TUP programmes are very effective but also very expensive. A key driver of costs is frequent training and household visits; a programme with only the capital component would cost about half of the full package. Understanding whether capital or cash transfers alone can have the same effect is thus key to ensure that TUP can reach the largest number of potential beneficiaries. There are of course many reasons why cash alone might not work: spending it in small chunks might be more tempting, protecting it from relatives more difficult, training might be necessary to enable the ultra-poor to achieve a good return. We are currently evaluating a TUP programme in Pakistan where we introduced a treatment arm that gives beneficiaries the choice of cash instead of the standard TUP package. By revealed preference cash is better: almost everyone in this treatment arm chooses cash. We are holding our breath to see whether they are able to invest and transform their lives like the beneficiaries who receive the full package.
What is your "dream evaluation"? (It doesn't have to be feasible!)

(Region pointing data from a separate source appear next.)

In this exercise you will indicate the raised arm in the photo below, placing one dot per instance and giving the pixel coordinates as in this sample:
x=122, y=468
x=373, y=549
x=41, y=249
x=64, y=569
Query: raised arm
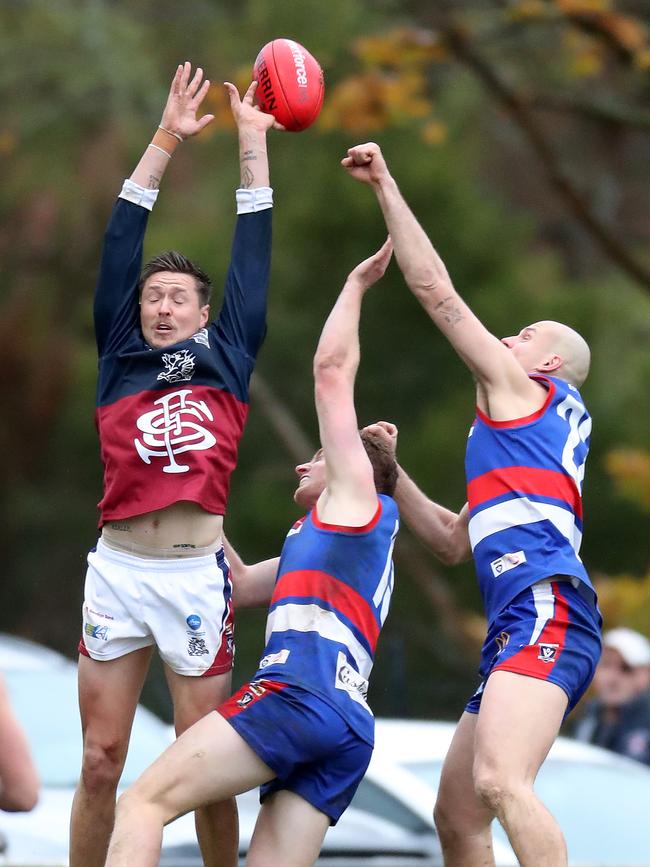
x=426, y=275
x=179, y=121
x=242, y=318
x=350, y=498
x=252, y=586
x=116, y=300
x=443, y=531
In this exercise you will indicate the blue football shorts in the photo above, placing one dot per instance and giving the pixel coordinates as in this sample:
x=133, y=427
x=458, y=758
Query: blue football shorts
x=311, y=748
x=550, y=631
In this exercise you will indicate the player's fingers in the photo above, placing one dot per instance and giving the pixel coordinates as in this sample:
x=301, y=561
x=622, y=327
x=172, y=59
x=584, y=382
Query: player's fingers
x=204, y=121
x=185, y=75
x=233, y=93
x=200, y=96
x=176, y=80
x=195, y=83
x=250, y=92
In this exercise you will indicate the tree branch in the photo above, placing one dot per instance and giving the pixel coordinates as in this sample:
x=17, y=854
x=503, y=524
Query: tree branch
x=520, y=112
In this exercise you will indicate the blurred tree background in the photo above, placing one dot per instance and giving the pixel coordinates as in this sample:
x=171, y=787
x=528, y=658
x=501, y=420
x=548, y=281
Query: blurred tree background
x=518, y=131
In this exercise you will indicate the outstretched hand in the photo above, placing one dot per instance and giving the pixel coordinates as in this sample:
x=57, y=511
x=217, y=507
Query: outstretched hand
x=374, y=267
x=246, y=113
x=366, y=163
x=184, y=100
x=385, y=431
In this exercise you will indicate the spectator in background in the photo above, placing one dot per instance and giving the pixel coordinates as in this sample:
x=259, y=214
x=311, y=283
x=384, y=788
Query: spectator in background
x=619, y=717
x=19, y=783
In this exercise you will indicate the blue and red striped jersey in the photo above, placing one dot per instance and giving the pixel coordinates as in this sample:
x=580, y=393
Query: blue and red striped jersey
x=524, y=490
x=330, y=601
x=170, y=420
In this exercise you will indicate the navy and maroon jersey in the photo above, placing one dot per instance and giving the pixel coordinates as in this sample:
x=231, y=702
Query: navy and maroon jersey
x=331, y=599
x=170, y=420
x=524, y=489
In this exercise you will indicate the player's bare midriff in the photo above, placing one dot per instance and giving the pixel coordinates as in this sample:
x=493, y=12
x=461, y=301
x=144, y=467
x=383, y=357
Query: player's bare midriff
x=184, y=528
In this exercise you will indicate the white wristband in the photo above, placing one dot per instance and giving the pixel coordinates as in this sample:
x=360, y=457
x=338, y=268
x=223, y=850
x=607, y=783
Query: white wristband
x=257, y=199
x=133, y=192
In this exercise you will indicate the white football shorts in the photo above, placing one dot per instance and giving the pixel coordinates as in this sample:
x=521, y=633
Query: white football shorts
x=182, y=605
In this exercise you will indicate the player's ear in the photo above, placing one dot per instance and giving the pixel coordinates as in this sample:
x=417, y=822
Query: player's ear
x=553, y=362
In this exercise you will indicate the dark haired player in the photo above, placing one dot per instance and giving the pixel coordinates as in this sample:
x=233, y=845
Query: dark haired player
x=525, y=465
x=172, y=402
x=302, y=727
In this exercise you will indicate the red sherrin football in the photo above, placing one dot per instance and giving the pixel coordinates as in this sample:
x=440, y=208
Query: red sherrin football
x=290, y=85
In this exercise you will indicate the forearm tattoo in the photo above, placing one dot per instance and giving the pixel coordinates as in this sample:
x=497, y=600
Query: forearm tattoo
x=450, y=310
x=247, y=177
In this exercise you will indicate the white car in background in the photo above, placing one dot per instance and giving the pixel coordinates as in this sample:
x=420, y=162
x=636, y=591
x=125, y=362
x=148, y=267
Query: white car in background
x=43, y=688
x=601, y=800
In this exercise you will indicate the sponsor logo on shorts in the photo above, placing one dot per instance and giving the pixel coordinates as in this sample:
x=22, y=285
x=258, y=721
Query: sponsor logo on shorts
x=98, y=632
x=254, y=691
x=256, y=688
x=547, y=652
x=196, y=646
x=351, y=681
x=230, y=641
x=507, y=562
x=297, y=527
x=101, y=614
x=278, y=658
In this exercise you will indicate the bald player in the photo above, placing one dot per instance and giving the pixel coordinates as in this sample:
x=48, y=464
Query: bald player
x=522, y=523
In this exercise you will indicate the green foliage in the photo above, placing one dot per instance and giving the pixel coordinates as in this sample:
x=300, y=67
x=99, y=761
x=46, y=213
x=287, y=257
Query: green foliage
x=82, y=85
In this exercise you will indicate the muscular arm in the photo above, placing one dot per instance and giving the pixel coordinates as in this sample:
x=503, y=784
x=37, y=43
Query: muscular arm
x=496, y=371
x=252, y=585
x=178, y=122
x=242, y=318
x=350, y=497
x=116, y=301
x=443, y=531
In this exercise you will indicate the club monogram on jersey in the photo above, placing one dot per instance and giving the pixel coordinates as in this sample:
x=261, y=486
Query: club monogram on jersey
x=175, y=427
x=161, y=441
x=179, y=367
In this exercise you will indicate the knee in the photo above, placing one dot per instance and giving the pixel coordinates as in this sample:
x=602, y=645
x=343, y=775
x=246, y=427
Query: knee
x=443, y=816
x=102, y=765
x=494, y=788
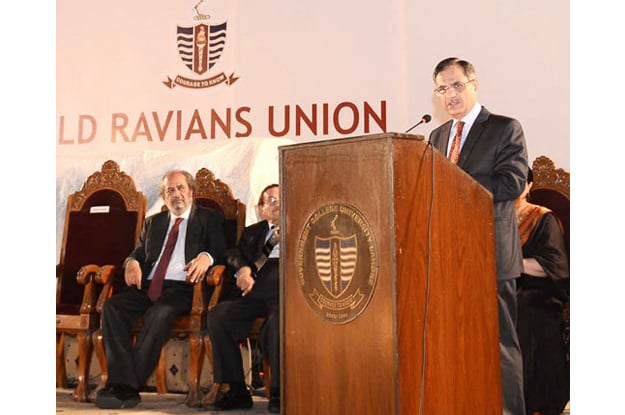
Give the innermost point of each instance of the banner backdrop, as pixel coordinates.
(222, 84)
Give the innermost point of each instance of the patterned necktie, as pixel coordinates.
(156, 286)
(454, 153)
(267, 248)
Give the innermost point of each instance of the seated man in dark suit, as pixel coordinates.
(174, 251)
(254, 263)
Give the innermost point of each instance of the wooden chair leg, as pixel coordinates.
(160, 373)
(85, 348)
(98, 347)
(196, 361)
(61, 374)
(267, 377)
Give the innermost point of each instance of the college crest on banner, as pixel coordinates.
(199, 47)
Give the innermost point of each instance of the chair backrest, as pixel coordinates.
(103, 221)
(551, 189)
(211, 192)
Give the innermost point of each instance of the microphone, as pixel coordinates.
(424, 120)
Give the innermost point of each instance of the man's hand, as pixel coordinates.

Development economists have made enormous progress in designing and implementing increasingly sophisticated evaluations. Where we lag behind relative to other applied fields is on data. Most development papers have to rely on survey data to measure the effect of an intervention, yet administrative data would allow us to obtain a more detailed picture at a fraction of the cost. The problem is that even when these data exist, unfriendly software makes extraction very time consuming and merges of different data sets are often fraught with difficulties. My dream is that in the near future there will be investments in data capacity.
What is your most memorable story from the field?
When we ran our recent household survey in rural Zambia, the survey team would write regularly for feedback. When they started close to the district capital their questions were predictably of the kind "the village chief made us wait a day...can we extend our stay here.” As they ventured inside the districts the problems became more and more unimaginable including entire villages surrounded by water, boating in crocodile infested rivers, and lions on the loose. Luckily the team had been trained to put safety first (a message that we repeated over and over) and nobody got hurt. That’s when I really started thinking seriously about admin data.